Crescita traballante con inflazione e debito pubblico

I cittadini italiani sono in difficoltà. Si stima che 2,2 milioni di italiani non pagano il gas e a volte strappano le bollette. Certo che nell’aumento spietato del gas rientra la sciagurata dinamica nella formazione del prezzo, che viene deciso nella borsa di Amsterdam. Il valore finale non riguarda l’effettivo prezzo, rapportato al costo della produzione, ma elaborato forzosamente dagli speculatori digitali della borsa. Assistiamo ad una vera rapina sociale, che pone in difficoltà l’economia. In base a questi giochi, l’ENI ha realizzato un guadagno del 64% nell’anno scorso.

Per meglio chiarire il concetto, il modo per formare il prezzo avviene in Borsa tramite carte, oggi tradotte in documenti digitali, ignorando la vera economia, basata su beni e servizi. Quando la componente cartacea (titoli e derivati) supera la base essenziale, costituita dall’economia reale, siamo di fronte ad una situazione disarmonica, matrice di forti crisi. Abbiamo il caso tipico di feticismo del mercato finanziario, che attrae tanti cittadini ma resta un gioco di carte digitali a danno dell’economia.

Torniamo all’inflazione, che ha comportato il 18% di aumento del latte, il 17% delle uova e il 16% del pane. Si tratta di prodotti alimentari di base per la sopravvivenza delle famiglie. In questo periodo è subentrata un’inflazione nuova, quella deli profitti delle aziende che hanno visto crescere i profitti del 42%[1]. Quindi non un’inflazione da domanda, che poteva curarsi con l’aumento del tasso ufficiale di sconto, proprio come sta facendo la BCE. La cura dell’elevazione del tasso di interesse si sta rivelando una cura inesatta e inefficace, poiché le ragioni sono diverse e molto inquietanti.

Fra l’altro l’inflazione non è dovuta alla guerra Russia contro Ucraina, poiché il flusso del grano dal paese nordico arrivava al 13%, cifra non ragguardevole ai fini di una così alta inflazione.

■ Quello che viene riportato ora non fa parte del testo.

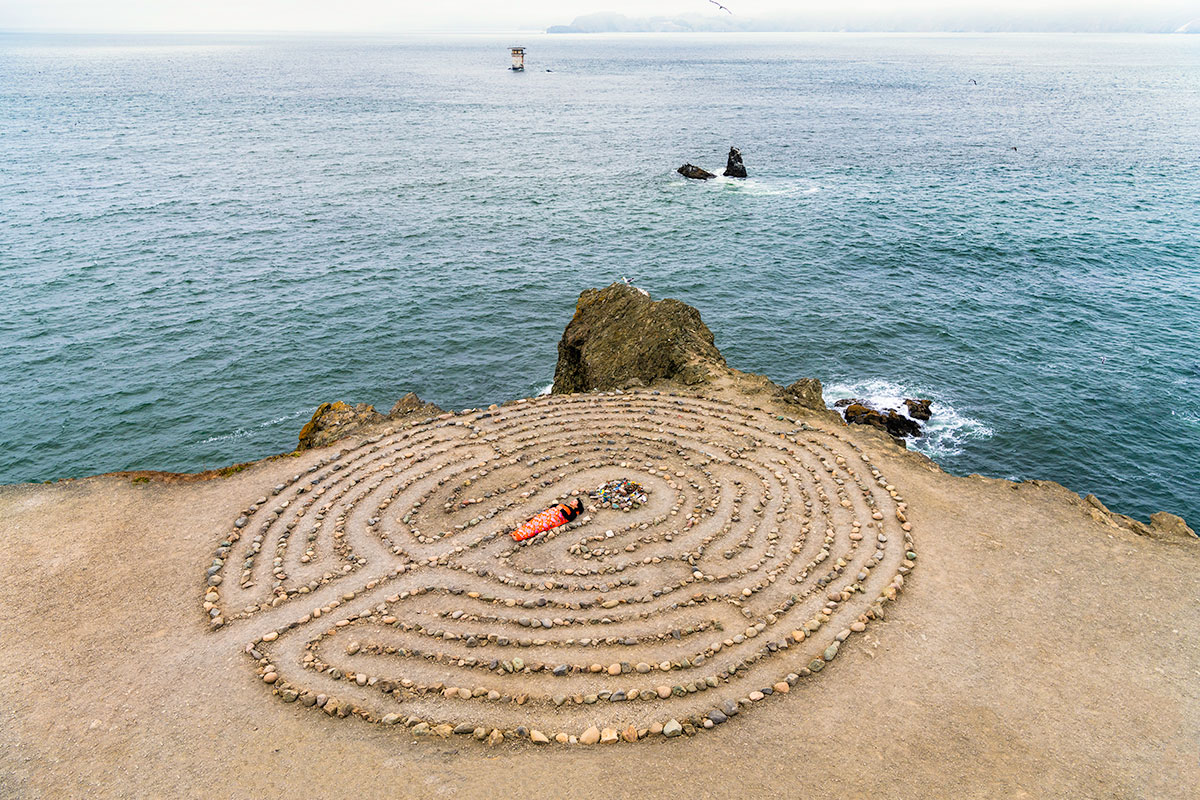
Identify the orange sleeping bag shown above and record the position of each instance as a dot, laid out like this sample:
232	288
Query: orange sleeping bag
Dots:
547	519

Il distillato della finanza nostrana comporta una ricorrente salita del debito pubblico, che appare mostruoso per la libertà dei posteri. Troppi sprechi ripetuti regali inventati, quali numerose elezioni, i ripetuti condoni sotto diverse vesti, l’inspiegabile bonus di Renzi dei 60 euro, il bonus del 110% per le costruzioni, e via di seguito.

Per notizia, il 60% degli italiani che dichiarano redditi inferiori alla linea dei 35 mila euro pagano solo l’8% dell’irpef; questi hanno tutta l’assistenza e contano su continue agevolazioni. Il 13% della popolazione che dichiara redditi dai 35 mila euro lordi in su, paga il 61% dell’irpef; per questi nessuna agevolazione viene prevista.

Il debito pubblico nel 2008 raggiungeva i 1.632 miliardi. A fine 2019 (prima della pandemia) saltava a 2,409,9 miliardi, periodo in cui partiti e sindacati si lamentavano dei vincoli del patto di stabilità. Nonostante la pressione della matrigna Europa, in otto anni i nostri politici di tutti i partiti sono riusciti ad accumulare ben 777 miliardi di nuovo debito, con un incremento del 47%[2].

Quanto sopra riesce strano se si pensa che l’8 settembre del 2011, il Consiglio dei ministri, su proposta del ministro Giulio Tremonti, vara un disegno di legge costituzionale, che prevede il pareggio del bilancio statale. Così la legge costituzionale n. 1 del 2012 all’art. 8 recita “Lo Stato assicura l’equilibrio tra le entrate e le spese del proprio bilancio, tenendo conto delle fasi avverse e delle fasi favorevoli del ciclo economico”. Da allora tutti i governi che si sono succeduti hanno inventato una ragione per spostare la data del pareggio di bilancio.

Con i giochi del rinvio, a fine 2021 il debito raggiunge i 2.678,4 miliardi di euro, per sprofondare a 2,762 miliardi a fine 2022 col governo Draghi; senza freni il debito raggiunge quota 2.843 miliardi nel giugno del 2023, secondo l’ultima rilevazione della Banca d’Italia.

A creare ulteriori problemi, la BCE ha chiuso il programma di acquisto di attività e che i tassi di interesse sui titoli di Stato sono passati dallo 0,63% dei BPT a dieci anni del gennaio 2021 a circa il 4%. Il costo per pagare gli interessi aumenta in modo clamoroso: dal 2009 al 2022 sono stati pagati 975 miliardi e nel 2023 spenderemo 21 miliardi in più. Pare palese chiedersi se giusto che i mille miliardi di interessi li debbano pagare i nostri nipoti!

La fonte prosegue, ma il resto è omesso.